LucaVirus – Alibaba’s Open-Source Foundational Virus Model

What is LucaVirus?

LucaVirus is a unified nucleic acid–protein language model developed by Alibaba Cloud’s LucaGroup specifically for viruses. It is trained on 25.4 billion nucleotide and amino acid tokens, covering nearly all known viruses. The model learns biologically meaningful representations of the relationships between nucleotide and amino acid sequences. Based on these representations, downstream models can address key challenges in virology, such as identifying viruses hidden in genomic “dark matter,” characterizing unknown protein enzymatic activities, predicting viral evolutionary capacity, and discovering antibody drugs against emerging viruses.

Its protein embeddings can distinguish protein families with high resolution, show strong correlation between embedding distance and genetic distance, and capture rich evolutionary information.

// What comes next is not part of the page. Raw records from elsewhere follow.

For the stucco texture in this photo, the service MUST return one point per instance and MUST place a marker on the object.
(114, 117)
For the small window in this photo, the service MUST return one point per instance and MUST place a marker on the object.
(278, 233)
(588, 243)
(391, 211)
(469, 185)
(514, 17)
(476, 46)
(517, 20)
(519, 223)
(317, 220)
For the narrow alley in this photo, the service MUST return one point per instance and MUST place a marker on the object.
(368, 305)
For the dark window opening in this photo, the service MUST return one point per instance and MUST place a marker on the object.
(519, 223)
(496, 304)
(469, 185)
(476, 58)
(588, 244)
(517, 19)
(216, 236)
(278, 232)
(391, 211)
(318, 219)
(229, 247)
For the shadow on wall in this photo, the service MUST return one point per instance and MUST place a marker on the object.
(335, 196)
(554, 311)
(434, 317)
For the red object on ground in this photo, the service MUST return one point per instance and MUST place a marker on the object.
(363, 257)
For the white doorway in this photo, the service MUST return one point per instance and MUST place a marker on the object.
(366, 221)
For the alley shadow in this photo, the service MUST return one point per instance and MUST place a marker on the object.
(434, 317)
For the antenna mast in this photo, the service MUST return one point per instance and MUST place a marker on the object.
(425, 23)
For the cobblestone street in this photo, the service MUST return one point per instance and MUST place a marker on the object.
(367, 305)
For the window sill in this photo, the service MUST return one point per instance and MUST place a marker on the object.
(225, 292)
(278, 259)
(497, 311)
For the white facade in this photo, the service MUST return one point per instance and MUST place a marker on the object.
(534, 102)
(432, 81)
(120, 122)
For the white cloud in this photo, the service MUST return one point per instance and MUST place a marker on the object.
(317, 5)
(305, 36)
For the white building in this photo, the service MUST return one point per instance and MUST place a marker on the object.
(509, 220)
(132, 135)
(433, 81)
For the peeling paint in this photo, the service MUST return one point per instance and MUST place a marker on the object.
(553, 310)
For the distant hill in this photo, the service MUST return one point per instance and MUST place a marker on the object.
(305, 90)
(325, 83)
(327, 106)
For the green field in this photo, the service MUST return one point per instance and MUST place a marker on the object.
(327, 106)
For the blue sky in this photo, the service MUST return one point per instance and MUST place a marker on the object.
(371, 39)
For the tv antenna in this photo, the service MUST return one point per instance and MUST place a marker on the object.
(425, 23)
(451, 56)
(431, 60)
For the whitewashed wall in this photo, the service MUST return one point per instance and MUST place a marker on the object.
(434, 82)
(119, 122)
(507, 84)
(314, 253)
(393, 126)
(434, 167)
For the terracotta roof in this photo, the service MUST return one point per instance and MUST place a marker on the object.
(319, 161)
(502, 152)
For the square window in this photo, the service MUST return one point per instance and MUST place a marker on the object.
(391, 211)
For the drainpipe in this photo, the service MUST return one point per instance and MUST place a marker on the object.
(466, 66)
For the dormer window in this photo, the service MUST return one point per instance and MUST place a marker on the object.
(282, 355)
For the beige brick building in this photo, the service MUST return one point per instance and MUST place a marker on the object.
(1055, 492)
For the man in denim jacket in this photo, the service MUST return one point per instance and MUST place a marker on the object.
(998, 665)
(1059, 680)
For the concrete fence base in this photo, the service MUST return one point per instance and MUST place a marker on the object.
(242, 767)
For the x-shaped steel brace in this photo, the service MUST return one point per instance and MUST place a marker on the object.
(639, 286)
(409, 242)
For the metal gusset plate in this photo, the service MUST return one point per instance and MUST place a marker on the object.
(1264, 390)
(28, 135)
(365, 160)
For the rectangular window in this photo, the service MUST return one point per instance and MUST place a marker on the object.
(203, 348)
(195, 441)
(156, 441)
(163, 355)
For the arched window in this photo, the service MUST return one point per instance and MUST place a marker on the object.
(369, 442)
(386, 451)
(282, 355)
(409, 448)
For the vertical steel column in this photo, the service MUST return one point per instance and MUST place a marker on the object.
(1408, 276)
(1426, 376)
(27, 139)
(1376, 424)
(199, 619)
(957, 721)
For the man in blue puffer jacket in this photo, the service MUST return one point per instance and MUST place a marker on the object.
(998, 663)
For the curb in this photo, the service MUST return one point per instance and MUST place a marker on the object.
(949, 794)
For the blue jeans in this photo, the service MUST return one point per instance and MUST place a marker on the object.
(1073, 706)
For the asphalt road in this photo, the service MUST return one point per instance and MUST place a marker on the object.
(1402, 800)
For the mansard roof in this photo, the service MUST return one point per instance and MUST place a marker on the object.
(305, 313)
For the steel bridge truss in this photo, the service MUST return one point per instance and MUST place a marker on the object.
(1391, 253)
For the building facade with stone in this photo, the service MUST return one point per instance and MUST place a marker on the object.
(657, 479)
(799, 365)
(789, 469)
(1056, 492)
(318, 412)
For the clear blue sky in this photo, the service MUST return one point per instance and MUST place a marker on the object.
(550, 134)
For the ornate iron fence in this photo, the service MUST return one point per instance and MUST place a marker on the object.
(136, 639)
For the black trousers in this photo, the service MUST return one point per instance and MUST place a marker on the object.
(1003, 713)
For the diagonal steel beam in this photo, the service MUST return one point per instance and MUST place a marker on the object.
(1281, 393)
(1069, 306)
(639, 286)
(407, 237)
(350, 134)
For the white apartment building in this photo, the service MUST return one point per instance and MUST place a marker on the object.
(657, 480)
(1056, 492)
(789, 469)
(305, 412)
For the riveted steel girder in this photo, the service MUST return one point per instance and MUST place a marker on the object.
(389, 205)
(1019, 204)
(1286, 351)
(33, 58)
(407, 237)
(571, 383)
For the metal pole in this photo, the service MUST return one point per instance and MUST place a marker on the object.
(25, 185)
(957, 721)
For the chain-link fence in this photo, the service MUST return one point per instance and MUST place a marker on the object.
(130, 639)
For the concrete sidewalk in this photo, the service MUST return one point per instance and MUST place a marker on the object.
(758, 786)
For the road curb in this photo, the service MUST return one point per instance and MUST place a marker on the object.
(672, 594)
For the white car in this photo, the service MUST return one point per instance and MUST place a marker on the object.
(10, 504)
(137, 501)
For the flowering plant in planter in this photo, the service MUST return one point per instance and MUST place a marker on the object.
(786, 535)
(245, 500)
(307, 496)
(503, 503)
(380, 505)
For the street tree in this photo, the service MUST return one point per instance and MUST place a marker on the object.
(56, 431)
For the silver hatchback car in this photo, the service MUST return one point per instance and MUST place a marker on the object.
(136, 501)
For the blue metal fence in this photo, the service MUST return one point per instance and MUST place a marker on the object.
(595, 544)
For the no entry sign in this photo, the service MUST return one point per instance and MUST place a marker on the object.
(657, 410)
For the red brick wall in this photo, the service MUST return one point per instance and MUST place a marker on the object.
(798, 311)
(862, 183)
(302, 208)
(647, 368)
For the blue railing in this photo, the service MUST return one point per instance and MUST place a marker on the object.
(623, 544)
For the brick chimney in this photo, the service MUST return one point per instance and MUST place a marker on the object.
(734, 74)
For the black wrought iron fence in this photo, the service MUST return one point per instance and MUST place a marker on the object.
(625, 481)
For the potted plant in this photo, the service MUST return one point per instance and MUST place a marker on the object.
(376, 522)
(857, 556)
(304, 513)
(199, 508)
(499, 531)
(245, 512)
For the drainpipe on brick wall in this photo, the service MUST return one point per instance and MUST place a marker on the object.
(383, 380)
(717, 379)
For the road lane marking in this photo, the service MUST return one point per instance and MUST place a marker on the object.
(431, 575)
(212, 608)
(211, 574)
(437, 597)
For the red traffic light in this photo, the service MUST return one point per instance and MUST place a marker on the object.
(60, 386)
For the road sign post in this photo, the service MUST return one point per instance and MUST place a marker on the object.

The model demonstrates excellent performance in antibody–antigen binding prediction, with accuracy and related metrics surpassing existing models and even structure-based prediction methods.

Key Features of LucaVirus

• Virus Discovery: Identifies viruses hidden in genomic “dark matter,” enabling scientists to uncover new viral sequences from complex genomic data and expand knowledge of viral diversity.

• Function Prediction: Characterizes enzymatic activity of unknown proteins by analyzing protein sequences to predict potential biochemical functions, providing clues for understanding viral pathogenic mechanisms and developing antiviral drugs.

• Evolutionary Analysis: Predicts viral evolutionary potential by modeling evolutionary information from viral sequences, helping researchers understand mutation trends and evolutionary pathways—crucial for public health monitoring and control.

• Drug Discovery: Identifies potential antibody drugs against emerging viruses by predicting antigen–antibody binding, accelerating antibody drug development and improving preparedness for new infectious diseases.

Technical Principles of LucaVirus

• Multimodal Data Integration: Combines nucleotide and amino acid sequence data to build a unified nucleic acid–protein language model, learning the complex relationships between them.

• Large-Scale Data Training: Trained on 25.4 billion nucleotide and amino acid tokens, covering nearly all known viruses, ensuring broad generalization and strong understanding of viral diversity.

• Evolutionary Information Modeling: Embeddings incorporate viral evolutionary information, enabling the model to capture divergence and homology across viral sequences, supporting evolutionary analyses.

• Interpretable Embeddings: Produces embeddings that distinguish protein families with high resolution and correlate with genetic distance, offering biologically interpretable representations for virology research.

• Downstream Task Adaptation: Includes specialized downstream models optimized for virus discovery, function prediction, evolutionary analysis, and drug discovery, enhancing performance in real-world applications.

Project Resources

• GitHub Repository: https://github.com/LucaOne/LucaVirus

• HuggingFace Model Hub: https://huggingface.co/collections/LucaGroup/lucavirus-689d9382d0cc09780f380958

Application Scenarios of LucaVirus

• Public Health Surveillance: Rapidly identifies emerging viruses and monitors evolutionary trends, providing early warnings to public health authorities to guide effective prevention strategies and reduce risks of outbreaks.

• Disease Diagnosis: Assists medical professionals in more accurately diagnosing viral infections, especially for diseases with similar symptoms caused by different viruses, improving diagnostic accuracy and efficiency.

• Vaccine Development: Provides critical insights for vaccine design, such as predicting viral antigenic changes, helping to develop more effective vaccines adaptable to viral mutations and enhancing protective efficacy.

• Drug Development: Accelerates antiviral drug discovery by predicting viral protein functions and drug targets, offering theoretical support for new drug design while reducing R&D costs and time.

• Biosafety Defense: Detects and identifies potential biological threats such as novel viruses, providing technical support for national and regional biosafety, safeguarding public health and social stability.